The book, Sexual Behavior in the Human Male, by biologist Alfred Kinsey of Indiana University, was an utter revelation for a populace living in a time when masturbation was frowned upon, oral sex (even between husband and wife) was illegal in some states, and homosexuality was considered an extremely rare, criminal deviance.
Overnight, millions of American men realized that they were not lone freaks for doing what they did.
Based on thousands of exhaustive, confidential interviews with churchgoers, college students, prison inmates and more, Kinsey reported, for example, that 92% of men had masturbated and half of married men had had extramarital affairs. A full 37% of men said they had had some form of homosexual experience at some point in their lives.
Five years later, Kinsey’s second volume — Sexual Behavior in the Human Female — came through with more revelations. A full 62% of women, for instance, reported they had masturbated, about half of the women said that they had engaged in premarital sex, and two-thirds of participants said that they had experienced overtly sexual dreams. The book was widely attacked as an affront to the dignity of womanhood.
Kinsey’s work did more than reassure people they were not alone: It highlighted a disconnect between certain laws of the land and actual sexual practice. “Everybody’s sin is nobody’s sin,” Kinsey once said.
Sex researchers say Kinsey’s biggest contribution was the sheer cataloging of variation. But his most-famous findings revolve around the issue of homosexuality. He devised the famous Kinsey scale — a numerical gradation of levels of homosexual orientation, with 0 representing those who were exclusively heterosexual and 6 being exclusively homosexual. The scale is still used by researchers.
Kinsey also reported that 10% of the men he interviewed said they engaged in predominantly homosexual activity between the ages of 16 and 55. “That changed the thinking about homosexuality,” says Dr.
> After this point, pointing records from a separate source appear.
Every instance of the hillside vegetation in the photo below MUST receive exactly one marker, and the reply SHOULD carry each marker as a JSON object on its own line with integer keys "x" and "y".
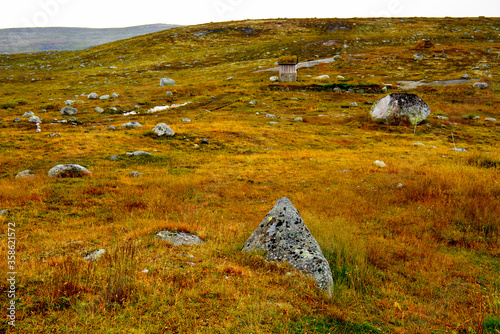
{"x": 413, "y": 247}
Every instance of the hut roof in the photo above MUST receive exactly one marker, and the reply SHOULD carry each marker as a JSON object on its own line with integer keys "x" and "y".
{"x": 288, "y": 60}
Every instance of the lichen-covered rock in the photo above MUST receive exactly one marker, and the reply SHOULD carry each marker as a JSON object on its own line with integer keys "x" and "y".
{"x": 400, "y": 108}
{"x": 69, "y": 170}
{"x": 179, "y": 238}
{"x": 131, "y": 125}
{"x": 163, "y": 129}
{"x": 25, "y": 174}
{"x": 284, "y": 237}
{"x": 167, "y": 82}
{"x": 70, "y": 111}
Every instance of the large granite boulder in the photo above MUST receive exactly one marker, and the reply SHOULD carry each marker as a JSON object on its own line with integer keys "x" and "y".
{"x": 400, "y": 108}
{"x": 284, "y": 237}
{"x": 69, "y": 170}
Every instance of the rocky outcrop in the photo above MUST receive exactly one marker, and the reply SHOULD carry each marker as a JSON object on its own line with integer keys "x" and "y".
{"x": 284, "y": 237}
{"x": 400, "y": 108}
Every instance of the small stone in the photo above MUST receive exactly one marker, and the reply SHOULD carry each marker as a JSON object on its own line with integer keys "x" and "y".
{"x": 179, "y": 238}
{"x": 70, "y": 111}
{"x": 166, "y": 82}
{"x": 95, "y": 255}
{"x": 131, "y": 125}
{"x": 481, "y": 85}
{"x": 25, "y": 174}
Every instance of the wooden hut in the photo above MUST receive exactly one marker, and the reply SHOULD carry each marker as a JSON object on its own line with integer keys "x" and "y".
{"x": 288, "y": 68}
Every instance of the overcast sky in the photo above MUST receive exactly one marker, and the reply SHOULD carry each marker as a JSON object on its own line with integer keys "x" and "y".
{"x": 105, "y": 14}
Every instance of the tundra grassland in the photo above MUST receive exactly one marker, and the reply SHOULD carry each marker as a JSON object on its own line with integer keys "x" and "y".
{"x": 413, "y": 247}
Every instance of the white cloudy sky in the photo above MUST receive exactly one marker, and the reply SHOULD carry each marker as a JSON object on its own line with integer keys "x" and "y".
{"x": 103, "y": 14}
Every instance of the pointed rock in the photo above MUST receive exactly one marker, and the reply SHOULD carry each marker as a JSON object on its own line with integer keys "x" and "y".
{"x": 285, "y": 237}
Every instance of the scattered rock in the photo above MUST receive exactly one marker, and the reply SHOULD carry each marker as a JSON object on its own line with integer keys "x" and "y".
{"x": 163, "y": 129}
{"x": 167, "y": 82}
{"x": 481, "y": 85}
{"x": 180, "y": 238}
{"x": 137, "y": 153}
{"x": 418, "y": 57}
{"x": 34, "y": 119}
{"x": 95, "y": 255}
{"x": 131, "y": 125}
{"x": 400, "y": 107}
{"x": 284, "y": 237}
{"x": 69, "y": 170}
{"x": 25, "y": 174}
{"x": 70, "y": 111}
{"x": 380, "y": 164}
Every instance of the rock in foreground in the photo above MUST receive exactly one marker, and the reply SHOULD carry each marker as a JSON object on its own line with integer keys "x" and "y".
{"x": 69, "y": 170}
{"x": 400, "y": 108}
{"x": 285, "y": 237}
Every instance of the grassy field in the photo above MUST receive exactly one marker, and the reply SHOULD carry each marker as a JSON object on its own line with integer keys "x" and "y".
{"x": 413, "y": 248}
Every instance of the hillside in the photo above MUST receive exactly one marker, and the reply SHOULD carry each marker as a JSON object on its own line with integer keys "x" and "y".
{"x": 413, "y": 247}
{"x": 19, "y": 40}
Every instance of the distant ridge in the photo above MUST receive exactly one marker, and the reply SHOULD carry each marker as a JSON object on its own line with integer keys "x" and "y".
{"x": 20, "y": 40}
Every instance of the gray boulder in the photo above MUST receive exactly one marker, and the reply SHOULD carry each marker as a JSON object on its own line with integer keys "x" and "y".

Jack Drescher, a New York psychoanalyst. “If it was more common than people thought it to be, then perhaps it was what we would call a normal variation of sexuality rather than a form of mental illness.”
Perhaps above all, researchers say Kinsey’s work and the later studies it inspired showed social scientists, public health workers, therapists and geneticists just how much there was and still remains for them to study.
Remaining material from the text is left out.